Hazard calculations have received a lot of attention recently, so much that now they can scale up to logic trees with a few hundreds of realizations without particular issues. The only problem, as I documented before, is the saving time on the database, which is normally acceptable, unless you want to scale up to over a thousand realizations (i.e. the full SHARE model).
On a specific region of interest, usually one does not need the full SHARE model, because some tectonic region types may be missing in that region, so that the logic tree can become significantly smaller. For instance we have a computation for Germany, which we use as a test bed for our optimizations, that requires only 100 realizations out of the complete logic tree of 1280 realizations. 100 realizations are a snap and the hazard computation can be done in a hour or so in our cluster.

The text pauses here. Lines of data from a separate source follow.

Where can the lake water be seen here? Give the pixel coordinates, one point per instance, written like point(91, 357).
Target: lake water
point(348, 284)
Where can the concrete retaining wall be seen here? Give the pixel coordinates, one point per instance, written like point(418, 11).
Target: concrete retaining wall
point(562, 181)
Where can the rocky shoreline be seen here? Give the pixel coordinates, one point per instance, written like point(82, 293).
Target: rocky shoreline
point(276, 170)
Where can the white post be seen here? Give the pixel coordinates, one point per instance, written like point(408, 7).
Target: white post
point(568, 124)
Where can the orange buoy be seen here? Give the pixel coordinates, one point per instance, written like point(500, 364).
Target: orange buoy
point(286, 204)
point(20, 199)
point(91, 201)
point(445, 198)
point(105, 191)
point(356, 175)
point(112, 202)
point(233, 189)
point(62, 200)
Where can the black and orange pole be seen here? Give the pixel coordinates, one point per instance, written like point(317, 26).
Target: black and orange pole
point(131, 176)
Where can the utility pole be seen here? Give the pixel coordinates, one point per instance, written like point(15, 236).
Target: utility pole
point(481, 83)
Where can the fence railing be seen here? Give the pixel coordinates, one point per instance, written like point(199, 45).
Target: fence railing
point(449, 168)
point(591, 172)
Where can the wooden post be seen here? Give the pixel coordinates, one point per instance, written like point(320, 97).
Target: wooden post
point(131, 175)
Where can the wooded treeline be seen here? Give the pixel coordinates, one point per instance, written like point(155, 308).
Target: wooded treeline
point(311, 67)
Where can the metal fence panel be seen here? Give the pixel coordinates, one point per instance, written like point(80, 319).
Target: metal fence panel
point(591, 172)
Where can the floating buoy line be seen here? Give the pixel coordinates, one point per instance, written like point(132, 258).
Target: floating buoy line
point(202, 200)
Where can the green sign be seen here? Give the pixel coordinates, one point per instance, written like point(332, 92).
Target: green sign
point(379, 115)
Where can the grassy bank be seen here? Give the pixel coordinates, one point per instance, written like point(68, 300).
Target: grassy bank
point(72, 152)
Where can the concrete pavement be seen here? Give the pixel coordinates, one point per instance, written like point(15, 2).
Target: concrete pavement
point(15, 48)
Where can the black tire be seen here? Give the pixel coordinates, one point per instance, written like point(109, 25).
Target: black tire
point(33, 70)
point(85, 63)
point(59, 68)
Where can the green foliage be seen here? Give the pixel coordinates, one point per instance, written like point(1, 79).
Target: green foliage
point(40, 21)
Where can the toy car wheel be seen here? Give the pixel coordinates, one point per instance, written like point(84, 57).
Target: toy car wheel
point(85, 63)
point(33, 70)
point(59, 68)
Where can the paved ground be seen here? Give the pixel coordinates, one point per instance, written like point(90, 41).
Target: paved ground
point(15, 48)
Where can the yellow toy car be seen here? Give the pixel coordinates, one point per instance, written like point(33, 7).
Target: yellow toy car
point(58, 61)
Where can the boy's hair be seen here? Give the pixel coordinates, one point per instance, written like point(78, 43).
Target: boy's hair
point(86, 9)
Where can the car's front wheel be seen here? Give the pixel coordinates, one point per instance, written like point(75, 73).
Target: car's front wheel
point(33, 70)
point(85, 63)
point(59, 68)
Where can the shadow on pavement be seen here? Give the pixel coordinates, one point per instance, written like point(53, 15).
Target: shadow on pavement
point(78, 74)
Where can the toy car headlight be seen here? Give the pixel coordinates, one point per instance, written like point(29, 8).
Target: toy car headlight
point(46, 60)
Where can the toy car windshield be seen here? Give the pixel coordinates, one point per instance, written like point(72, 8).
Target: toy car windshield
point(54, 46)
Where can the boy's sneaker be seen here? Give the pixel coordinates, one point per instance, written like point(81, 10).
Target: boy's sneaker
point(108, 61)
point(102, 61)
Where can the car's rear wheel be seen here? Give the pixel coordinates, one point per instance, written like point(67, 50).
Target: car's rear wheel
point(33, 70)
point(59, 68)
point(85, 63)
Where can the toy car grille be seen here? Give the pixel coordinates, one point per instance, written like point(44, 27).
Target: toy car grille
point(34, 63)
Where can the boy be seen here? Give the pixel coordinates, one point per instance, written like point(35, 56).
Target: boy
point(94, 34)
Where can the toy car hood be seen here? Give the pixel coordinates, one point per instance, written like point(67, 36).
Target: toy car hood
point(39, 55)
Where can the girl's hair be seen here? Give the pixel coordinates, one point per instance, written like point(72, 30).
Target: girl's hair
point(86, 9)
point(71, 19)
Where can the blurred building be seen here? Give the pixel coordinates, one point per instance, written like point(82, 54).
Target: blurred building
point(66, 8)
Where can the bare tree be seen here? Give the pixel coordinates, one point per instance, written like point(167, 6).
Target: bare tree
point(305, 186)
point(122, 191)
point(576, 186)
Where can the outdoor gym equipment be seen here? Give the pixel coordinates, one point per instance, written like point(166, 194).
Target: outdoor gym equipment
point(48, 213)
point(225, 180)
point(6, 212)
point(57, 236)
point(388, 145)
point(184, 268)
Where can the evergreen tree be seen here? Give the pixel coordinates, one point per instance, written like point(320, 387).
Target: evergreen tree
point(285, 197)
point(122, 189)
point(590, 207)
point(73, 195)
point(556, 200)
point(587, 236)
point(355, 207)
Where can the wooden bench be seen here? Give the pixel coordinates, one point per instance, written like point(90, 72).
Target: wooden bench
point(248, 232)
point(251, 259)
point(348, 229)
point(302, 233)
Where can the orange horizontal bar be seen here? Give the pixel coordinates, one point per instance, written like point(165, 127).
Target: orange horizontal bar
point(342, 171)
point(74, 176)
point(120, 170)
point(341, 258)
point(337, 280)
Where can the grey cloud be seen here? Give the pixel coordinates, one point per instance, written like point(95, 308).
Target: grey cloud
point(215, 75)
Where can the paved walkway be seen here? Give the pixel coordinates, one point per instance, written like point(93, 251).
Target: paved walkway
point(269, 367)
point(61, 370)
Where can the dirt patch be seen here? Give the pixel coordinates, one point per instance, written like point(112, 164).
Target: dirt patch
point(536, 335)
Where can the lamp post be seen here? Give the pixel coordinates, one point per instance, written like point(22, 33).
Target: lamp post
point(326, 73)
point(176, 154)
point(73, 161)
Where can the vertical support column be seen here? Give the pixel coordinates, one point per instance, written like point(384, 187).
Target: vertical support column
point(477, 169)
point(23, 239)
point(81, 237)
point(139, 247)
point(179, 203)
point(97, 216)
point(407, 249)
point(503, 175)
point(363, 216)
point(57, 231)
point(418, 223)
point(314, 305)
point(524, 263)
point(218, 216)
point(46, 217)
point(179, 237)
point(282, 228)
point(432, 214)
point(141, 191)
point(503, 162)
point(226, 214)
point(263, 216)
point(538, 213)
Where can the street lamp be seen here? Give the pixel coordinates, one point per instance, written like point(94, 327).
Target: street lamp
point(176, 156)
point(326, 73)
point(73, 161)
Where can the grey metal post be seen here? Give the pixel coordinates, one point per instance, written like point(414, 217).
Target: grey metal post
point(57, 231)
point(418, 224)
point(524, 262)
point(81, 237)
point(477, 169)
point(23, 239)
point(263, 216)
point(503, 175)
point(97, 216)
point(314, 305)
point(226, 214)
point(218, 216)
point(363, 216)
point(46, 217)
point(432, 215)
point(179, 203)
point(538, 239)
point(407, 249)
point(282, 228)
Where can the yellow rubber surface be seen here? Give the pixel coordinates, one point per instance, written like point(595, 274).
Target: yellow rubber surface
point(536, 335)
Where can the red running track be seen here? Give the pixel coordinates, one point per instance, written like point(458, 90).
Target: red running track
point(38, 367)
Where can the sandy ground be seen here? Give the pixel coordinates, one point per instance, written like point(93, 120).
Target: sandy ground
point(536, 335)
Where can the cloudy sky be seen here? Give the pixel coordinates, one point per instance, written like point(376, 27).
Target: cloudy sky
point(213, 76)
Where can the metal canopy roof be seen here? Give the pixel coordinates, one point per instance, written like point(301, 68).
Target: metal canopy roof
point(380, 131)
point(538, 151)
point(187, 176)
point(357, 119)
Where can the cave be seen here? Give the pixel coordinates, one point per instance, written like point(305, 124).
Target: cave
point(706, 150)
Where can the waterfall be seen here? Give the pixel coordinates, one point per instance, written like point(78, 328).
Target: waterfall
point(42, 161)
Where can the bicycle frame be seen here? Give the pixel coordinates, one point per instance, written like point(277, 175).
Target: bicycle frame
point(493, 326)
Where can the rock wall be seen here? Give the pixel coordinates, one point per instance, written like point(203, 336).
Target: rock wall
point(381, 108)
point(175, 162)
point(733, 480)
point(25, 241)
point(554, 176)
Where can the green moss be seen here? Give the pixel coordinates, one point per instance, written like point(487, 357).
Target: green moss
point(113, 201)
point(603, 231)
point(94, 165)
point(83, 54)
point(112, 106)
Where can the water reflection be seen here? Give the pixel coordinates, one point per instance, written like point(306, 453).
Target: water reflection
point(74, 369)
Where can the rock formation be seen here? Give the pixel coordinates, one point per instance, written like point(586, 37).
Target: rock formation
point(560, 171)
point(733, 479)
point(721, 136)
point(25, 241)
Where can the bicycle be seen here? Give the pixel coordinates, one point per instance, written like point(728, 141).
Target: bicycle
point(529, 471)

The problem is the risk. The risk is an entirely different story. A risk computation based on a hazard computation with 100 realizations and a few thousand sites is really really big. So big that, in fact, it cannot be performed. I tried to run it on our cluster and on other machines and I could not finish it. The problem is with rabbitmq: the data transfer is so big that rabbitmq dies and stop responding. I have seen situations where rabbitmq takes more than 35 GB of RAM, as well as over 35 GB of disk space non the mnesia directory. In such situations the only solution is to kill rabbitmq brutally and to delete manually the mnesia directory. We are at the limit of the tecnology, rabbitmq was not designed to transfer such huge amount of data.
Fortunately, not all hope is lost. I do have an experimental branch where some of the data which currently are transferred via rabbitmq have been stored in the database and transferred via postgresql. Databases have been designed to manage large amount of data, so in that branch it is possible to run the computation to completion. In doing so, however, I have discovered other bottlenecks, some expected, some unexpected.
Here are some numbers:
Parameter | Value |
---|---|
num_sites | 8215 |
num_assets | 16430 |
num_imts | 1 |
num_realizations | 100 |
num_ruptures | 48,798 |
num_tasks | 166 |
The expected bottleneck is the database, in particular the time spent in reading the ground motion fields, which is over 45x times bigger than the computation time!

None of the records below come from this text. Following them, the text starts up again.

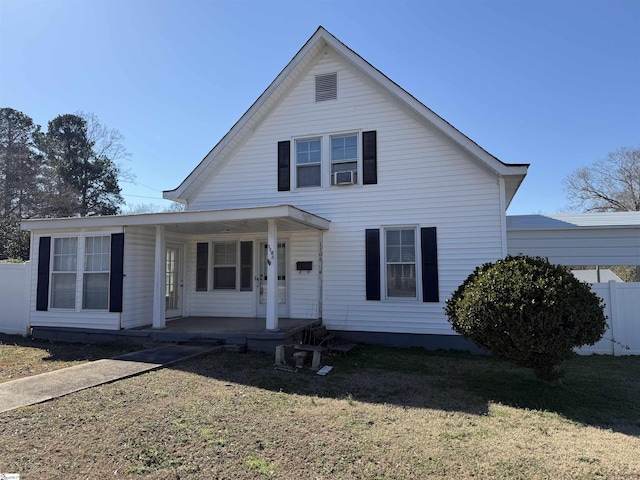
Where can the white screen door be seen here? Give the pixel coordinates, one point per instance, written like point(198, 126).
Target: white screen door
point(173, 282)
point(282, 280)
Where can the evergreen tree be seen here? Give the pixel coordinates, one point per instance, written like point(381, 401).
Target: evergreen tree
point(20, 172)
point(78, 181)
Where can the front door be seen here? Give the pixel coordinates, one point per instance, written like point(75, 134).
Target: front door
point(173, 282)
point(282, 280)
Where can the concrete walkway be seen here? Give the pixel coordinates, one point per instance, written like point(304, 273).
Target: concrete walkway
point(45, 386)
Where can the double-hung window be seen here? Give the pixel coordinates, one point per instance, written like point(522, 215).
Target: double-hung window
point(224, 265)
point(344, 159)
point(95, 285)
point(308, 162)
point(400, 259)
point(63, 272)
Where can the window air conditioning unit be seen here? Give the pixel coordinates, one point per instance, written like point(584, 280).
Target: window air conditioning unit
point(344, 178)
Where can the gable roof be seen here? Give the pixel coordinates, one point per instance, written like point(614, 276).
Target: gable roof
point(573, 221)
point(300, 64)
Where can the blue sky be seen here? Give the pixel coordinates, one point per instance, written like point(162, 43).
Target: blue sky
point(552, 83)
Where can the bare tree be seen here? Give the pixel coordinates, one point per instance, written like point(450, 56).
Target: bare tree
point(108, 143)
point(611, 184)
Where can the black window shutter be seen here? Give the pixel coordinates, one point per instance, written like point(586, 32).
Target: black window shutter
point(202, 267)
point(246, 266)
point(369, 158)
point(372, 247)
point(117, 272)
point(429, 252)
point(42, 289)
point(284, 169)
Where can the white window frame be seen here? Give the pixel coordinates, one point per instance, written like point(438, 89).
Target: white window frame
point(63, 272)
point(320, 163)
point(235, 265)
point(86, 271)
point(79, 272)
point(357, 159)
point(326, 162)
point(417, 261)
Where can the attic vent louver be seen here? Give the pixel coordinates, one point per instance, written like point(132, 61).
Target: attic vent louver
point(326, 87)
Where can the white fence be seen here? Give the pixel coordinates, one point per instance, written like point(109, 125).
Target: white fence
point(622, 309)
point(623, 316)
point(14, 297)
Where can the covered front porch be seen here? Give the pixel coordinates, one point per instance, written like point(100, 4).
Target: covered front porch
point(258, 266)
point(242, 332)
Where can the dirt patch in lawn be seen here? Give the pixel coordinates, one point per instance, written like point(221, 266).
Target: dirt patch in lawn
point(23, 357)
point(381, 413)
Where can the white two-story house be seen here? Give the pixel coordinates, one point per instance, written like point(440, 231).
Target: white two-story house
point(337, 196)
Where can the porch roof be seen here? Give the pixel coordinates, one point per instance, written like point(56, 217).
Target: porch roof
point(203, 222)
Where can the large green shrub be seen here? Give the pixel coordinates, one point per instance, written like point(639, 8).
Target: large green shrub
point(528, 311)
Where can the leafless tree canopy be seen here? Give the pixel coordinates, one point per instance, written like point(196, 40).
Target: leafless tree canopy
point(608, 185)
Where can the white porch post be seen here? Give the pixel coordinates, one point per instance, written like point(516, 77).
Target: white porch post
point(272, 275)
point(159, 300)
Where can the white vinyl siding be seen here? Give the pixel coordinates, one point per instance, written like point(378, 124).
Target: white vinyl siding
point(76, 316)
point(423, 180)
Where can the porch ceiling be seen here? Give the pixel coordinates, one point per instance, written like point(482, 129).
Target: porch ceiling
point(237, 220)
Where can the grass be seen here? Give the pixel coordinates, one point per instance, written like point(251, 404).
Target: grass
point(23, 357)
point(380, 414)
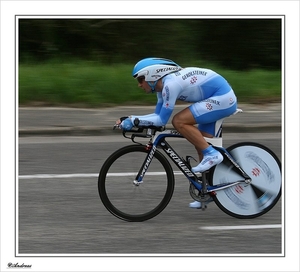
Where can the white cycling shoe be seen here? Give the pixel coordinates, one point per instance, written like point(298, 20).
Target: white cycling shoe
point(195, 205)
point(208, 162)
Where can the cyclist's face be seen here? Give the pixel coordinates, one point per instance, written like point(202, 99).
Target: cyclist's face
point(143, 84)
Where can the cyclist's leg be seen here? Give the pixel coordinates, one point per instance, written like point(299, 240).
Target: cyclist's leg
point(206, 113)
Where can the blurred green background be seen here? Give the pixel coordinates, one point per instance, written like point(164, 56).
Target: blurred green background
point(88, 62)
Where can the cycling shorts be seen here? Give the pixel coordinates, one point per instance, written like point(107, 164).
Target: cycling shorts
point(207, 112)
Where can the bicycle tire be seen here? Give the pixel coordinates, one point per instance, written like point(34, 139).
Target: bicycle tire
point(247, 201)
point(127, 201)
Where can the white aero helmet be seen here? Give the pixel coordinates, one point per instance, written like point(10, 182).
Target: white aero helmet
point(154, 68)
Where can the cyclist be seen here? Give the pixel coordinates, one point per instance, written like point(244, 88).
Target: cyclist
point(211, 96)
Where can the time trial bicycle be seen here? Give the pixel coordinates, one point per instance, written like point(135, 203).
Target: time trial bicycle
point(137, 181)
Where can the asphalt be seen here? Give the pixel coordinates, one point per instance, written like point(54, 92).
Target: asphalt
point(53, 121)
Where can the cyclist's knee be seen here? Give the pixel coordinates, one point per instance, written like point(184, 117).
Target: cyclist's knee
point(177, 121)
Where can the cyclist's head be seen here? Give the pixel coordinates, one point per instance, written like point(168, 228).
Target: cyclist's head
point(153, 69)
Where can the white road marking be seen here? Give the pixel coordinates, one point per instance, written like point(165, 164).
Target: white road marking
point(242, 227)
point(56, 176)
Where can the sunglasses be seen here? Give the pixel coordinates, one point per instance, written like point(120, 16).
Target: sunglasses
point(140, 79)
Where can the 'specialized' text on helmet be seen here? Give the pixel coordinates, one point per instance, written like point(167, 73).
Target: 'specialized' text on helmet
point(154, 68)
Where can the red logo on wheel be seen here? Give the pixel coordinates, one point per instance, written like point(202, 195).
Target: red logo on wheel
point(255, 172)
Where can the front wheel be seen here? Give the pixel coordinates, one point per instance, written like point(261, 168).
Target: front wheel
point(258, 197)
point(135, 202)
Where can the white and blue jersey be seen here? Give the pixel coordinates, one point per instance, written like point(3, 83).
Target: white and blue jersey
point(211, 96)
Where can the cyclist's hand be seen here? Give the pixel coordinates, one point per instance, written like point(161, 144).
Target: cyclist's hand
point(126, 124)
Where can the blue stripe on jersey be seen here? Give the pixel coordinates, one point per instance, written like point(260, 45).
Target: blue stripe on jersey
point(215, 86)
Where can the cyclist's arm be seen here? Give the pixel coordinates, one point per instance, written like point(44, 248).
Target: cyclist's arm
point(163, 111)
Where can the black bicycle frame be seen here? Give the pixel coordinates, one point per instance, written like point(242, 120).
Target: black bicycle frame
point(184, 167)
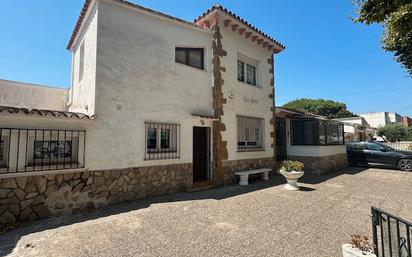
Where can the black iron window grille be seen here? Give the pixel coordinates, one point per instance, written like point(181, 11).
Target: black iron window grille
point(250, 132)
point(316, 132)
point(162, 141)
point(28, 150)
point(391, 234)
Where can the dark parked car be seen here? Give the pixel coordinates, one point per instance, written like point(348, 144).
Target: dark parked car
point(377, 153)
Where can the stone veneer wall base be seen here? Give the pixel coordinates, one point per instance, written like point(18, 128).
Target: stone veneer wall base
point(39, 196)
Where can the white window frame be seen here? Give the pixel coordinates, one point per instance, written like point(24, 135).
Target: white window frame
point(247, 61)
point(81, 61)
point(243, 132)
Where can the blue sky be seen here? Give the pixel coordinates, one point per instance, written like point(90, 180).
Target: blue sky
point(327, 55)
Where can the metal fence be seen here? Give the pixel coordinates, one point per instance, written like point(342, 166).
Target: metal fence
point(402, 145)
point(391, 234)
point(27, 150)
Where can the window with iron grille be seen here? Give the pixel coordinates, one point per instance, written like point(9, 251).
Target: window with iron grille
point(316, 132)
point(162, 141)
point(190, 56)
point(250, 133)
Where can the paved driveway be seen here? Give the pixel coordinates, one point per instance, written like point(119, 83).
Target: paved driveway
point(261, 219)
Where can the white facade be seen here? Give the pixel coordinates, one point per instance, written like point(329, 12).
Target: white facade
point(130, 77)
point(381, 119)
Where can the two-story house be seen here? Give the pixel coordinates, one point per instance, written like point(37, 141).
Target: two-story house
point(156, 105)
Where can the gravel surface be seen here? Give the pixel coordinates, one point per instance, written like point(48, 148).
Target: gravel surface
point(261, 219)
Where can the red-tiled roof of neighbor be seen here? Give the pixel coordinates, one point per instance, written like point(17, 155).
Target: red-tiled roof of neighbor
point(203, 116)
point(43, 112)
point(86, 7)
point(219, 7)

Operation | Cumulative time |
---|---|
getting gmfs | 1,681,964 s |
computing individual risk | 36,941s |
This is a very serious problem, but it is expected, because we had this issue from the very beginning. The problem is that the selection queries are slow because 1) there are a lot of ground motion fields and 2) they are stored in the database in an inefficient way.

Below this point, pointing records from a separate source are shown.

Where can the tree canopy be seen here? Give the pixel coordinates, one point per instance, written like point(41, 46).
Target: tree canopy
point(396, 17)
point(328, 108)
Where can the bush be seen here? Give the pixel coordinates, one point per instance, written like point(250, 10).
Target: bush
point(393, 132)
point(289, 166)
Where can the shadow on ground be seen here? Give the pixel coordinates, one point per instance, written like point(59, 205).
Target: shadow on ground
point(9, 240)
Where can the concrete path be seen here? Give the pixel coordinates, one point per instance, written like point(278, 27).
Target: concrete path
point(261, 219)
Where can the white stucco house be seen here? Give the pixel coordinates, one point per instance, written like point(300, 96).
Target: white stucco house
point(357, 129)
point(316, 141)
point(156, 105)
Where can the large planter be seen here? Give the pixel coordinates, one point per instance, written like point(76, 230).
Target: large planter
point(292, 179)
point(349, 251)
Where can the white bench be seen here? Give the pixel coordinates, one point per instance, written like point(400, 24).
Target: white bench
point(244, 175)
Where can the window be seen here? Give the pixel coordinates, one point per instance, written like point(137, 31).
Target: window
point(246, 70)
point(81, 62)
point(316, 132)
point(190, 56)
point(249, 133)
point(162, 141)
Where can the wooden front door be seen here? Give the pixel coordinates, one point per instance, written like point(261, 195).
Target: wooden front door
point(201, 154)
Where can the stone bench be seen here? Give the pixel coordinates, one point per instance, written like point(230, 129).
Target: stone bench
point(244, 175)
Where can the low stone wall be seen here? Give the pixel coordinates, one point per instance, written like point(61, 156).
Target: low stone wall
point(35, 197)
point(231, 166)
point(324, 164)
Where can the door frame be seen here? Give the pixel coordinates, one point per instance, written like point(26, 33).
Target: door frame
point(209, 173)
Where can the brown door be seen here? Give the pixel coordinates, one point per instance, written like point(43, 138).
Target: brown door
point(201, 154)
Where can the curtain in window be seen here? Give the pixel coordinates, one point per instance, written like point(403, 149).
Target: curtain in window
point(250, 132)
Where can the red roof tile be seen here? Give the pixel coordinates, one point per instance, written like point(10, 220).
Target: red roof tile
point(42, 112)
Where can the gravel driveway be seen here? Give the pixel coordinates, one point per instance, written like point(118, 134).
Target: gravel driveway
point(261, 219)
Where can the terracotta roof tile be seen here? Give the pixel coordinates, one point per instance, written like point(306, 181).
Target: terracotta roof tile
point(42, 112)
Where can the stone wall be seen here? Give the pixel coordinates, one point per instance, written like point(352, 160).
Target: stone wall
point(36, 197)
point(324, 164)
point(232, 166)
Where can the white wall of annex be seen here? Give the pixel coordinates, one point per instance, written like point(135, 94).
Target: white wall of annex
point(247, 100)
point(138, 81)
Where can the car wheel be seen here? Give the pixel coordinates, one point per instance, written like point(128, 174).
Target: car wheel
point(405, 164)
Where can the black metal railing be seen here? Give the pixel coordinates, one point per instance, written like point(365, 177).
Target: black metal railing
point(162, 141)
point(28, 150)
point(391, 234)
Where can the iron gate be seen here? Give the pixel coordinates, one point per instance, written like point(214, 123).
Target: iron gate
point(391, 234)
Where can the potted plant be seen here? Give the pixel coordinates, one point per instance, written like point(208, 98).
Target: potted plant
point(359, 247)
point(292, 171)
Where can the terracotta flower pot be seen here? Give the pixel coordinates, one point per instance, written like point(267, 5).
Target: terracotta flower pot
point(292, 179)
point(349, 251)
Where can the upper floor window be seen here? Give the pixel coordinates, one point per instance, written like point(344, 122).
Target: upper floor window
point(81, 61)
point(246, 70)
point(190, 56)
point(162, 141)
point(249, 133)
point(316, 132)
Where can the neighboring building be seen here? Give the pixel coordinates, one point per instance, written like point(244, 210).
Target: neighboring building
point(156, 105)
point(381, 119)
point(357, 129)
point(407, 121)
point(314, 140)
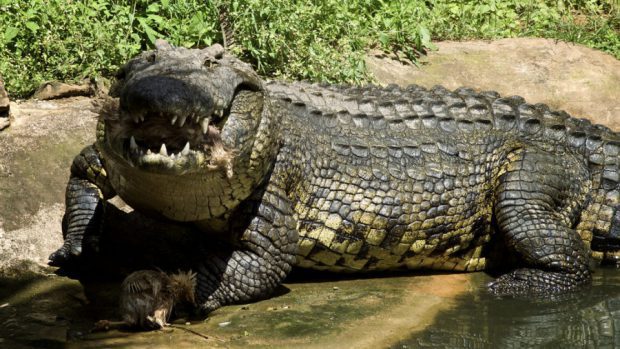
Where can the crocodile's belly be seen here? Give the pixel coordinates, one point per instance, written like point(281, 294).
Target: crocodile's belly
point(434, 216)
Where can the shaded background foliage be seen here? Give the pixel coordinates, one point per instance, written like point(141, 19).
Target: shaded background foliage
point(323, 40)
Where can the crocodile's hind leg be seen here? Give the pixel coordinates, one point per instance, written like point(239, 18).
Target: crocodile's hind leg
point(537, 200)
point(87, 187)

The unespected and positive thing is that in this branch the memory occupation is very low, we are using not even the 10% of the memory we have available on the cluster. The unexpected and negative thing is the following:
Operation | Cumulative time |
---|---|
agg_result | 1,290 s |
Over 20 minutes are spent aggregating the results, and that happens on a single core. Even if we manage to improve the situation on getting the ground motion fields (and I am confident that we can gain at least an order of magnitude) the aggregation time will become the new bottleneck. But this is a problem that will wait for the future. The issue with the ground motion fields is more urgent, because it scale terribly bad with the number of cores. More cores you have, more queries are performed, more the database is stress, and slower the computation is, to the point that it is faster on a single machine with 32 cores than on a cluster with 256 cores (I have tried it).